Well, as I’m in charge of the “educational portion” of our club meeting this saturday, I figured I would make a bunch of hop tea for tasting. I have 10 varieities, so it may work out well to compare them.
I planned on just using my coffee maker, puting about a cup of whole leaf hops in the brew basket, and go for it. Then just bottle into some 22 ouncers, cap, label, and “bob’s your uncle.”
I’ve tried making hop tea 3-4 times and each time it’s been some of the nastiest, most disgustingly vegetal stuff I’ve ever tasted. My thoughts would be “don’t do it!”.

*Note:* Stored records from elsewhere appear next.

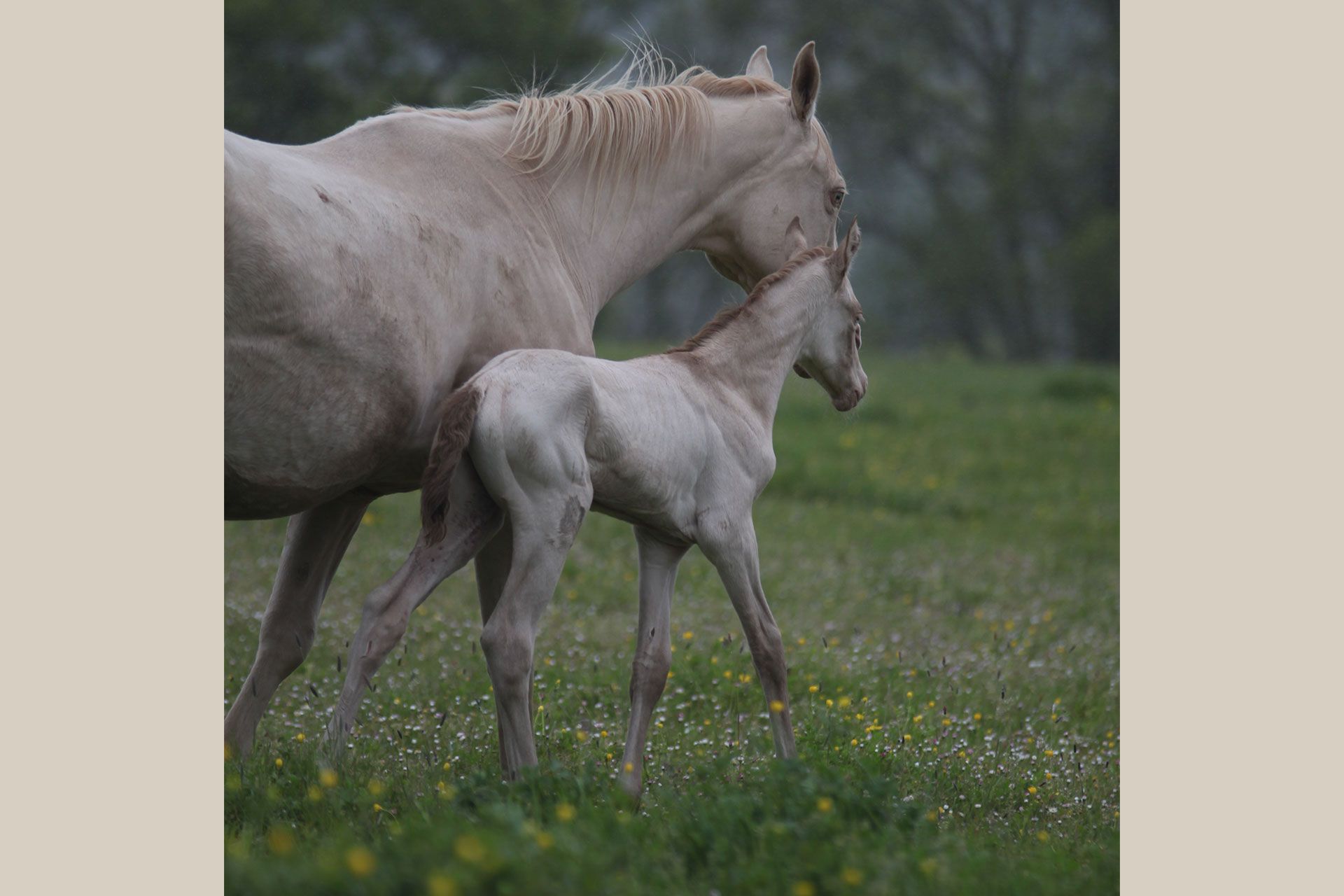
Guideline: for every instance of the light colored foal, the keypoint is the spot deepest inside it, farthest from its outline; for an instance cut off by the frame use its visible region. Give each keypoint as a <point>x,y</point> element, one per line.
<point>676,444</point>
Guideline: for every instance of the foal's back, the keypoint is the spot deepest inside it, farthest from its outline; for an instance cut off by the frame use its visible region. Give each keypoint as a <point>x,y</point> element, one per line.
<point>638,433</point>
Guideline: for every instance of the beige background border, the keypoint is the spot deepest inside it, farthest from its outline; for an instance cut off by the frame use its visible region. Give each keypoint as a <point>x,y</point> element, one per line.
<point>1231,447</point>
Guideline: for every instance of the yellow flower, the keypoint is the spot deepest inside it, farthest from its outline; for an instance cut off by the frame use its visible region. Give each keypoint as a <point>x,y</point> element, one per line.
<point>360,862</point>
<point>441,886</point>
<point>281,841</point>
<point>470,849</point>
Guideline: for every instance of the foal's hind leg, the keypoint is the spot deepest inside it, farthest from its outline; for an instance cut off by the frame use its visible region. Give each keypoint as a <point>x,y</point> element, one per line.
<point>543,528</point>
<point>472,519</point>
<point>315,543</point>
<point>654,654</point>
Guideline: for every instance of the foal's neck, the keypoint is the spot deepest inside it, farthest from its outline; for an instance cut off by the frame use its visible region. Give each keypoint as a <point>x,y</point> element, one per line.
<point>755,354</point>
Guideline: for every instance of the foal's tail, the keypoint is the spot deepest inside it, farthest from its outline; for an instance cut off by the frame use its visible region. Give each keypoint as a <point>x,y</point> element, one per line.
<point>454,431</point>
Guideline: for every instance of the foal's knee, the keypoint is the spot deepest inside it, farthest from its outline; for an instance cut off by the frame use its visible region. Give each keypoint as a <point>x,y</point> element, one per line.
<point>508,653</point>
<point>651,675</point>
<point>284,645</point>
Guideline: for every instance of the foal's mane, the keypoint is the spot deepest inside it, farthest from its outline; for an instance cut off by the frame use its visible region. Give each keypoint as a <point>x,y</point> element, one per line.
<point>622,121</point>
<point>724,318</point>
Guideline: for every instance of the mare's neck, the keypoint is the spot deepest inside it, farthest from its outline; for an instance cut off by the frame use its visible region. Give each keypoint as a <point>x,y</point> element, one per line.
<point>755,354</point>
<point>610,241</point>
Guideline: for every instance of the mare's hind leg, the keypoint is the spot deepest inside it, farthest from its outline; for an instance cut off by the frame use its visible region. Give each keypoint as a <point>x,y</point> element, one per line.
<point>492,566</point>
<point>543,528</point>
<point>472,519</point>
<point>315,543</point>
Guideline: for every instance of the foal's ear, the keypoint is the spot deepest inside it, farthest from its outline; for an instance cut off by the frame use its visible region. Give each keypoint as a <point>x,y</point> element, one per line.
<point>806,83</point>
<point>847,248</point>
<point>794,241</point>
<point>758,66</point>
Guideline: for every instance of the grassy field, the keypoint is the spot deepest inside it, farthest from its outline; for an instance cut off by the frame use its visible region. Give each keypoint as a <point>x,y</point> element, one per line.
<point>944,564</point>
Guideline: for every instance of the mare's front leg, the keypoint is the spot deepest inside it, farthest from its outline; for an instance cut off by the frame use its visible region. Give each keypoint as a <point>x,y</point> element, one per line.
<point>315,543</point>
<point>472,519</point>
<point>654,652</point>
<point>732,547</point>
<point>543,527</point>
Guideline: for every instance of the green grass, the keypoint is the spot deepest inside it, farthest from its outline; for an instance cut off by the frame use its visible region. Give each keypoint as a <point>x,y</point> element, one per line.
<point>942,561</point>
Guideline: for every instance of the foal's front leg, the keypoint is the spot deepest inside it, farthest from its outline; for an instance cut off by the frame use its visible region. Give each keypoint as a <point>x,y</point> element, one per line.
<point>654,654</point>
<point>732,548</point>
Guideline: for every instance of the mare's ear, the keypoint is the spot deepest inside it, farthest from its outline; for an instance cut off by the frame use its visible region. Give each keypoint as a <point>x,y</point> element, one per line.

On a Modern Marvels episode once, they showed the folks from DFH doing this to get an idea of the differences. When you DID make it, how did you do it?
I steeped the hops in water just off the boil. A couple times I tried adjusting the water pH, but it didn’t seem to make much difference. I’ve heard that maybe my water was too hot. Or maybe it’s just my tastebuds. I’ll modify my advice to “try it and see what you think before you serve it to others”…how’s that?
I have to agree with Denny, its nasty stuff… but you will get educated if you do it. Just make sure you have something that can ‘clean’ your mouth out between and after and cleanse the palate inbetween… it truely is nasty tasting.
Maybe it’d be better to dry hop individual bottles for a week prior to the meeting. Use a cream ale or something fairly neutral. Then you’d get an idea of the flavor/aroma. It’d work better with pellets, and of course it’d probably foam like a banshee as soon as you dropped one in.
I’d love to try a bunch of single-hop brews. They had a tasting in St Louis last year, I think there were fifteen different brews. I didn’t find out about it till the day of, and couldn’t make it down there. I keep thinking I’ll line up some small fermentors and mash five gallons of wort, then boil 1gal batches with single hops. But that’d take effort. I do currently have at least a dozen different varieties in the freezer.
Wonder if it’d be better to brew the “tea” using wort? Might be slightly closer to the actual thing.